Ia lalu memengkaung ke arah api yang berkobar-kobar di hadapannya dengan keras.

Kemudian ia menoleh kepadanya dan berkata, “Apakah kamu bersaksi bahwa Muhammad utusan Allah?”

Abu Muslim menjawab, “Ya, aku bersaksi bahwa ia hamba Allah dan utusan-Nya…dan ia adalah pemimpin para rasul dan juga penutup para nabi.”

Al-Aswad al-‘Ansi mengerutkan dahinya dan mengangkat alisnya, ia berkata, “Dan kamu bersaksi bahwa aku adalah utusan Allah?”

Ia menjawab, “Telingaku tuli, aku tidak mendengar apa yang kamu katakan.”

Al-Aswad berkata, “Kalau demikian, aku akan melemparmu ke dalam api ini.”

Abu Muslim berkata, “Apabila kamu melakukannya, berarti aku berlindung dengan api yang bahan bakarnya kayu bakar dari api yang bahan bakarnya manusia dan bebatuan, penjaganya malaikat-malaikat yang kasar, yang keras, yang tidak mendurhakai Allah terhadap apa yang diperintahkan-Nya kepada mereka dan selalu mengerjakan apa yang diperintahkan.”

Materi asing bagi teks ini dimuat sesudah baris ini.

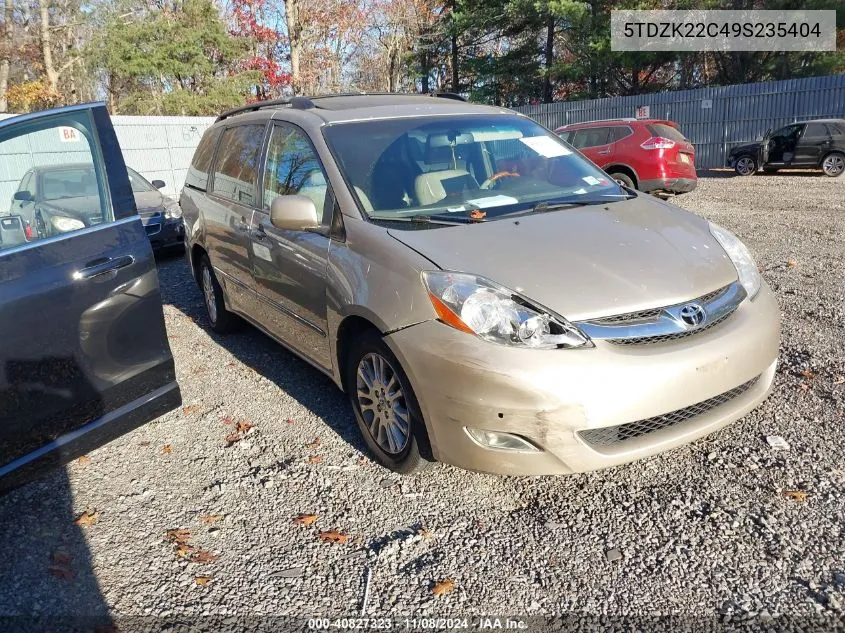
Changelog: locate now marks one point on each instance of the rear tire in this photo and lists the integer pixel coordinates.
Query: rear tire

Al-Aswad berkata, “Aku tidak akan terburu-buru terhadapmu, akan aku berikan kesempatan lain kepadamu untuk mengembalikan akalmu.”

Ia lalu mengulangi pertanyaan kepadanya, ia berkata, “Apakah kamu bersaksi bahwa Muhammad utusan Allah?”

Abu Muslim menjawab, “Ya, aku bersaksi bahwa ia adalah hamba Allah dan utusan-Nya. Allah telah mengutusnya dengan agama petunjuk dan haq dan Dia menutup segala risalah dengan risalahnya.”

Maka al-Aswad bertambah murka dan berkata, “Dan kamu bersaksi bahwa aku adalah utusan Allah?.”

Abu Muslim menjawab, “Bukankah sudah aku beritahukan kepadamu bahwa telingaku tuli, sehingga aku tidak mendengar perkataanmu ini?!.”

Al-Aswad al-‘Ansi terbakar kemarahan akibat keberaniannya dalam menjawab, ketentraman jiwanya dan ketenangan anggota badannya…

Ia berkehendak untuk menyuruh seseorang, dan melemparkannya ke dalam api.

Di saat itu, salah satu pembesar thaghutnya maju kepadanya dan membisikkan ke telinganya, ia berkata, “Sesungguhnya orang ini –sebagaimana yang kamu tahu- adalah bersih jiwanya, terkabulkan doanya…Dan sesungguhnya Allah tidak akan menghinakan seorang mukmin yang tidak menghinakan-Nya di saat-saat genting…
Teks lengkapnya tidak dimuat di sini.